Classified information is received that nuclear weapons have been
placed in an unknown location in Athens by foreign secret services. Let
us assume that coordinates of this location are \((x_0, y_0)\) and are considered two unknown
parameters. All eyes are on you. You are the best statistician in Athens
and suburbs and your help is requested in locating the position of the
nuclear weapons, as well as estimating the power of these nukes. You
must act immediately and assess these parameters of interest in order to
then be able to take immediate action to ensure the protection of
citizens. The intensity of radioactive radiation recorded at a given
distance from the source is considered to be a good indicator that can
be used to estimate the unknown parameters. The theoretical relation
associating the radiation intensity \(I\), as a function of distance \(r\), with the radioactive point source of
power \(P\), is given by: \[
Ι = \frac{P}{4\pi r^2}
\] Various artificial (from the foreign secret services) and
natural interferences make accurate measurements difficult. In order to
quickly obtain some initial results, a rapid recording of the intensity
is made at 20 different points \((x_i,
y_i)\). In particular, the following data generation model is
given: \[
Z_i = I_i^{-1} \sim N(\mu_i(\beta),\sigma^2)
\] where \(\beta =
(\beta_1,\beta_2,\beta_3)\), \(\beta_1
= 1/P\), \((\beta_2,\beta_3) =
(x_0,y_0)\) and \(\mu_i(\beta) =
4\pi\beta_1\{(x_i-\beta_2)^2+(y_i-\beta_3)^2\}\).

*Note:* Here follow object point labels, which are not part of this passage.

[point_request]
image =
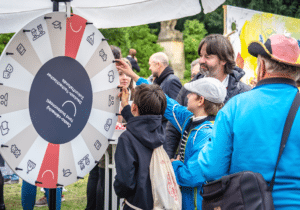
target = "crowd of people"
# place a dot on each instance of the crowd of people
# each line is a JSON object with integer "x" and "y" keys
{"x": 216, "y": 126}
{"x": 212, "y": 126}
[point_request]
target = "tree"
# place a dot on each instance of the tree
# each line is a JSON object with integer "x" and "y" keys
{"x": 193, "y": 33}
{"x": 141, "y": 38}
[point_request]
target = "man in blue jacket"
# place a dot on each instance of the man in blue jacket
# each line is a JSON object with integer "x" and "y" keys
{"x": 194, "y": 122}
{"x": 248, "y": 130}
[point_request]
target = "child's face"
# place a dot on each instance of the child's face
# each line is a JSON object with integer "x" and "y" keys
{"x": 193, "y": 102}
{"x": 124, "y": 79}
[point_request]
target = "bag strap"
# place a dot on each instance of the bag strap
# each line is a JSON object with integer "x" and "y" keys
{"x": 132, "y": 206}
{"x": 286, "y": 132}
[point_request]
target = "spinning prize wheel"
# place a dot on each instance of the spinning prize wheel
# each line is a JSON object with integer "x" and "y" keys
{"x": 58, "y": 100}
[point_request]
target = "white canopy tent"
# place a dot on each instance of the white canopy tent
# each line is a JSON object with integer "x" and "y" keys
{"x": 14, "y": 14}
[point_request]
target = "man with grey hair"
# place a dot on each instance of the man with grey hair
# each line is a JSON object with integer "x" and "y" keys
{"x": 216, "y": 59}
{"x": 249, "y": 128}
{"x": 164, "y": 76}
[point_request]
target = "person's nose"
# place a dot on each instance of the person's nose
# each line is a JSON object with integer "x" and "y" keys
{"x": 201, "y": 60}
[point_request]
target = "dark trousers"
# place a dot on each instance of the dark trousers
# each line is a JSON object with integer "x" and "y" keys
{"x": 1, "y": 189}
{"x": 95, "y": 189}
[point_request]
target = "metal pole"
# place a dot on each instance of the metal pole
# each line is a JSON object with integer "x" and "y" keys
{"x": 52, "y": 199}
{"x": 55, "y": 6}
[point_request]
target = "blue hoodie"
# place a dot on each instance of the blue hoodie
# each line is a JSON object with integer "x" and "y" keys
{"x": 188, "y": 173}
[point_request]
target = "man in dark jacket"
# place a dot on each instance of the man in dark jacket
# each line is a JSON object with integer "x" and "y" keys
{"x": 164, "y": 76}
{"x": 216, "y": 60}
{"x": 135, "y": 146}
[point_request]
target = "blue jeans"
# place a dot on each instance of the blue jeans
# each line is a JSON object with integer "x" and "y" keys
{"x": 28, "y": 194}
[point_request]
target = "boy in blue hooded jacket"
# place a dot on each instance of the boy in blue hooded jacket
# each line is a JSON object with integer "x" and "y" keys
{"x": 195, "y": 123}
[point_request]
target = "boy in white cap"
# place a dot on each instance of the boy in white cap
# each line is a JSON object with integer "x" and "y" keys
{"x": 195, "y": 124}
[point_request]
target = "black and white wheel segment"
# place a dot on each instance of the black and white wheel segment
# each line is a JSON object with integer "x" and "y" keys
{"x": 58, "y": 102}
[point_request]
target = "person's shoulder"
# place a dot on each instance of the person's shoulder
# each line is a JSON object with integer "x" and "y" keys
{"x": 126, "y": 137}
{"x": 243, "y": 87}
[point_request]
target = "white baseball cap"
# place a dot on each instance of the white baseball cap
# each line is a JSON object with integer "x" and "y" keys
{"x": 210, "y": 88}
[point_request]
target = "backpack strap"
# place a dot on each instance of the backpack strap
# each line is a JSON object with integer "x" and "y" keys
{"x": 131, "y": 206}
{"x": 202, "y": 126}
{"x": 286, "y": 132}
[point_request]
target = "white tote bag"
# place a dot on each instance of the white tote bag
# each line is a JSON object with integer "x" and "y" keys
{"x": 165, "y": 190}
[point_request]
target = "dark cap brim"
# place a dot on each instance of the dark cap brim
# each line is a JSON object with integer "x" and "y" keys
{"x": 257, "y": 48}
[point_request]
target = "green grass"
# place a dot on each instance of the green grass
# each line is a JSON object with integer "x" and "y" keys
{"x": 75, "y": 196}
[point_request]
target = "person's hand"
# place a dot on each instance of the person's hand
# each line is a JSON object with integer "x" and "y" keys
{"x": 124, "y": 96}
{"x": 125, "y": 68}
{"x": 178, "y": 158}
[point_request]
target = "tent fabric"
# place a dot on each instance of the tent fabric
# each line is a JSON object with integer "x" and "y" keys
{"x": 14, "y": 14}
{"x": 136, "y": 13}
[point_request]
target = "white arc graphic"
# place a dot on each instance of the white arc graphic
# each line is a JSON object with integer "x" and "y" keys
{"x": 75, "y": 111}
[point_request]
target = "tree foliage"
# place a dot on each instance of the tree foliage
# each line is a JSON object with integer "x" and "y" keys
{"x": 193, "y": 33}
{"x": 141, "y": 38}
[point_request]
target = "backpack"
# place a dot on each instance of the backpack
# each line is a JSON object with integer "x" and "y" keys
{"x": 165, "y": 190}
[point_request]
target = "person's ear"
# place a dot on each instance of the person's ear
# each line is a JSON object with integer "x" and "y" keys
{"x": 134, "y": 109}
{"x": 223, "y": 63}
{"x": 200, "y": 101}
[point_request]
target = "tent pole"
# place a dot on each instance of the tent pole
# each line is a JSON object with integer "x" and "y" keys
{"x": 52, "y": 199}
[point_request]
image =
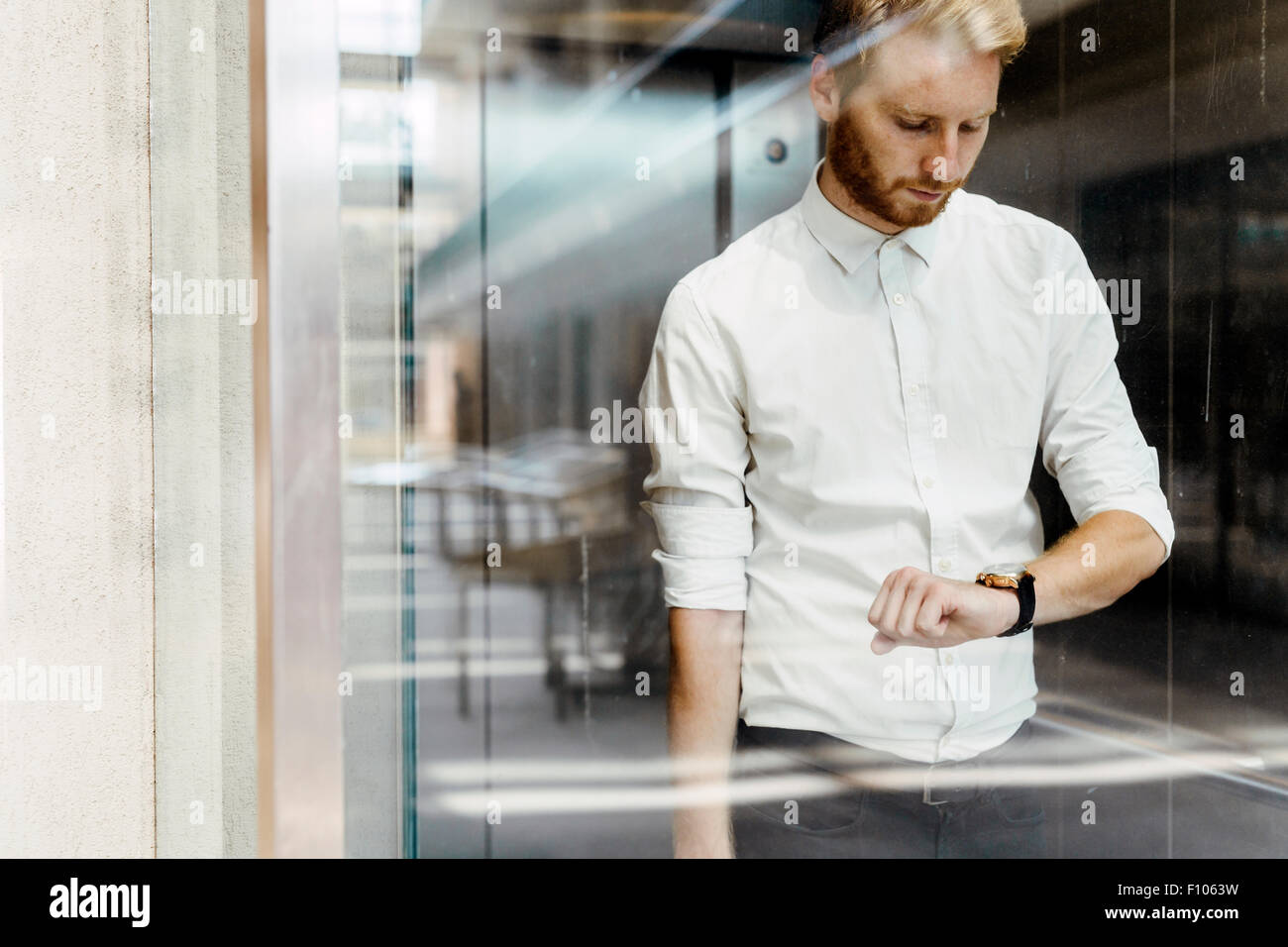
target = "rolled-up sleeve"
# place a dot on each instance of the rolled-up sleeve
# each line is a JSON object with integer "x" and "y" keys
{"x": 1091, "y": 442}
{"x": 692, "y": 401}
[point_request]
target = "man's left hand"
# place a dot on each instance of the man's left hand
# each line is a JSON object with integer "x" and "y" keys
{"x": 927, "y": 611}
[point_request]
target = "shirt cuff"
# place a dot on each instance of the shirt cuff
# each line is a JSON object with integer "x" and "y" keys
{"x": 1138, "y": 492}
{"x": 703, "y": 554}
{"x": 1147, "y": 502}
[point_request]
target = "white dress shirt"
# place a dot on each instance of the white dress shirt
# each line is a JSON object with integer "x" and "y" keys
{"x": 858, "y": 402}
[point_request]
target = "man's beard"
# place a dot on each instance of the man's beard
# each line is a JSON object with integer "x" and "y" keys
{"x": 854, "y": 167}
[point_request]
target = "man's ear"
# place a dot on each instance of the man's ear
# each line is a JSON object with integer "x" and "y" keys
{"x": 823, "y": 90}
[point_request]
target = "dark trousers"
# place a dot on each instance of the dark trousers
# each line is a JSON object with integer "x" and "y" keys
{"x": 825, "y": 797}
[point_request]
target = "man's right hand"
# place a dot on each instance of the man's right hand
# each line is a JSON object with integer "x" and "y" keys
{"x": 702, "y": 719}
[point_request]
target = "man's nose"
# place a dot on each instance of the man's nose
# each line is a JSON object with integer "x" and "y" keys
{"x": 943, "y": 165}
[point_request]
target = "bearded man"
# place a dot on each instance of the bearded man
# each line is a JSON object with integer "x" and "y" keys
{"x": 854, "y": 564}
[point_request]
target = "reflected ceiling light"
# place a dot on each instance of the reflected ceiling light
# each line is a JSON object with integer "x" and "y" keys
{"x": 380, "y": 27}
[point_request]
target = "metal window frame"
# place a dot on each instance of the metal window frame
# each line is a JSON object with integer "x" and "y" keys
{"x": 294, "y": 72}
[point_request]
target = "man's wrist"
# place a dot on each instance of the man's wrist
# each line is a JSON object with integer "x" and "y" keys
{"x": 1010, "y": 609}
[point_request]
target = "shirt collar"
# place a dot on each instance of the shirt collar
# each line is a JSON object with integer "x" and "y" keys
{"x": 851, "y": 241}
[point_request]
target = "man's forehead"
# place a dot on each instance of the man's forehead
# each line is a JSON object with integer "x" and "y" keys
{"x": 922, "y": 56}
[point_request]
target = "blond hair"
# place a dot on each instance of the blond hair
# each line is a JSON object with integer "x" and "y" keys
{"x": 848, "y": 30}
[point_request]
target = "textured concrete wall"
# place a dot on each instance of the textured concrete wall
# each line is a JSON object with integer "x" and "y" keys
{"x": 77, "y": 425}
{"x": 202, "y": 431}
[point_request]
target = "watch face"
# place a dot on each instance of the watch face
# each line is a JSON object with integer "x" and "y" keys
{"x": 1013, "y": 570}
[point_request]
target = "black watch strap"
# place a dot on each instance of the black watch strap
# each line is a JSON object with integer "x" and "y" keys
{"x": 1028, "y": 603}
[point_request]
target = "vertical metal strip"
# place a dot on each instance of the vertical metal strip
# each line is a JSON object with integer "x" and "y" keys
{"x": 263, "y": 459}
{"x": 406, "y": 427}
{"x": 295, "y": 219}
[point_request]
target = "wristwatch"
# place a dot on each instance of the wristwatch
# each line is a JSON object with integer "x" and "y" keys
{"x": 1013, "y": 575}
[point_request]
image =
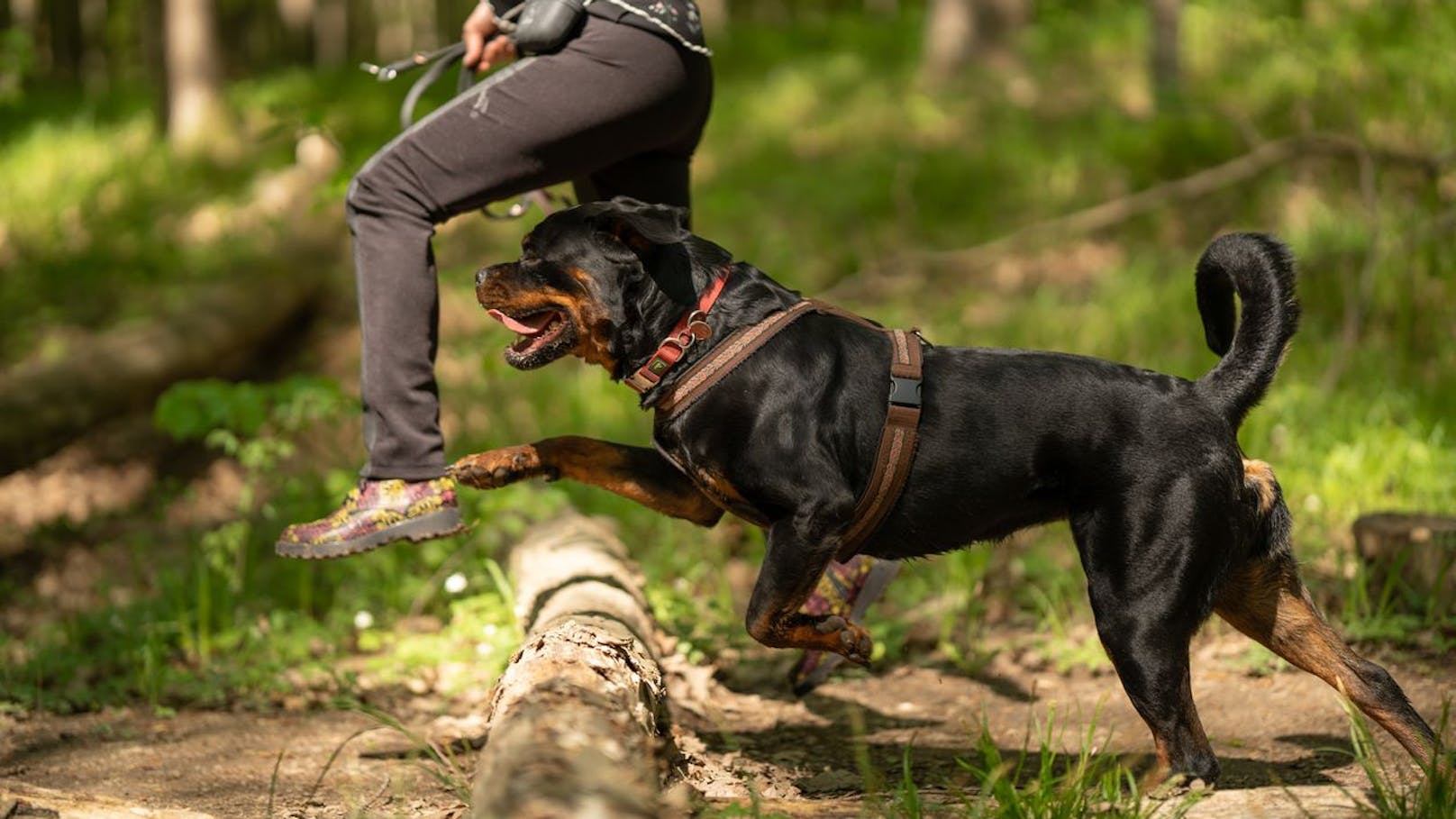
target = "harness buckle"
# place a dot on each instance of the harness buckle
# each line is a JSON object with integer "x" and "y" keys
{"x": 905, "y": 392}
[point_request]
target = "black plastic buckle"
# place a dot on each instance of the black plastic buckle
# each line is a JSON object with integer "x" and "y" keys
{"x": 905, "y": 392}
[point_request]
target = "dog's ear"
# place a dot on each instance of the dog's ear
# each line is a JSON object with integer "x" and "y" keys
{"x": 642, "y": 226}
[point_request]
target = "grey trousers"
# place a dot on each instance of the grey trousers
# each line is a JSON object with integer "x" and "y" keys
{"x": 616, "y": 111}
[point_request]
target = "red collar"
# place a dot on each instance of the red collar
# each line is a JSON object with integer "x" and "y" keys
{"x": 689, "y": 330}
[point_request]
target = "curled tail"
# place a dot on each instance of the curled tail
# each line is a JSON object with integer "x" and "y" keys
{"x": 1261, "y": 270}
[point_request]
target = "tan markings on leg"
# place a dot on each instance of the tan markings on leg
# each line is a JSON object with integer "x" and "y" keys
{"x": 633, "y": 472}
{"x": 1260, "y": 477}
{"x": 794, "y": 630}
{"x": 496, "y": 469}
{"x": 1267, "y": 602}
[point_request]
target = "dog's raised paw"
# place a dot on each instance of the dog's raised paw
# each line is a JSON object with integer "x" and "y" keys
{"x": 496, "y": 469}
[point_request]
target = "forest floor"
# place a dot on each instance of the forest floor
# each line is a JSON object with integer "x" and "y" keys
{"x": 1283, "y": 741}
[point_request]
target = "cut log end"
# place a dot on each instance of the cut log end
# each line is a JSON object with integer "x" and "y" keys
{"x": 578, "y": 720}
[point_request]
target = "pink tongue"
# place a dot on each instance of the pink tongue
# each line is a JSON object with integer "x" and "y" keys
{"x": 536, "y": 325}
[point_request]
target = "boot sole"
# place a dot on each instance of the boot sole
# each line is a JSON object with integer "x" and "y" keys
{"x": 425, "y": 528}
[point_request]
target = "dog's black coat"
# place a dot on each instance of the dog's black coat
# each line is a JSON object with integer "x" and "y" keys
{"x": 1169, "y": 519}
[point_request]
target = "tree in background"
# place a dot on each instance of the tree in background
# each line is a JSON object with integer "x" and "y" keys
{"x": 196, "y": 118}
{"x": 1163, "y": 51}
{"x": 957, "y": 31}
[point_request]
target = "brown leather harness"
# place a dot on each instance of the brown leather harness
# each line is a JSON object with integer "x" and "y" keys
{"x": 897, "y": 438}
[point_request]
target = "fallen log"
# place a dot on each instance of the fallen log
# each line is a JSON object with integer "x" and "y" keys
{"x": 578, "y": 720}
{"x": 19, "y": 799}
{"x": 217, "y": 330}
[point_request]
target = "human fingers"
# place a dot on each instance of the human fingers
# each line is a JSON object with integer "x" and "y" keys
{"x": 477, "y": 32}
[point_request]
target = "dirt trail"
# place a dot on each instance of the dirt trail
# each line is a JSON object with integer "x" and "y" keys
{"x": 1283, "y": 741}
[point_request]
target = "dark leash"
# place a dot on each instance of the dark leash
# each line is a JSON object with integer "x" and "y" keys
{"x": 435, "y": 63}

For the project, the following is required.
Build a program in R that simulates data from this model.
SOLUTION
# simulated data
set.seed(123)
load("radiation_data.RData")
z <- data$inverse_intensity
x <- data$x_coord
y <- data$y_coord
sim_inv_intensity <- function(power, x0, y0, sig, pos){
ss <- nrow(pos)
data <- 4*pi*(1/power)*((pos[,1]-x0)^2 + (pos[,2]-y0)^2)+ rnorm(ss,m=0,sd=sig)
return(data)
}
# simulate data from the model
pos <- as.matrix(data[,2:3])
power <- 500
zsim <- sim_inv_intensity(power=power, x0=0, y0=0, sig=100, pos=pos)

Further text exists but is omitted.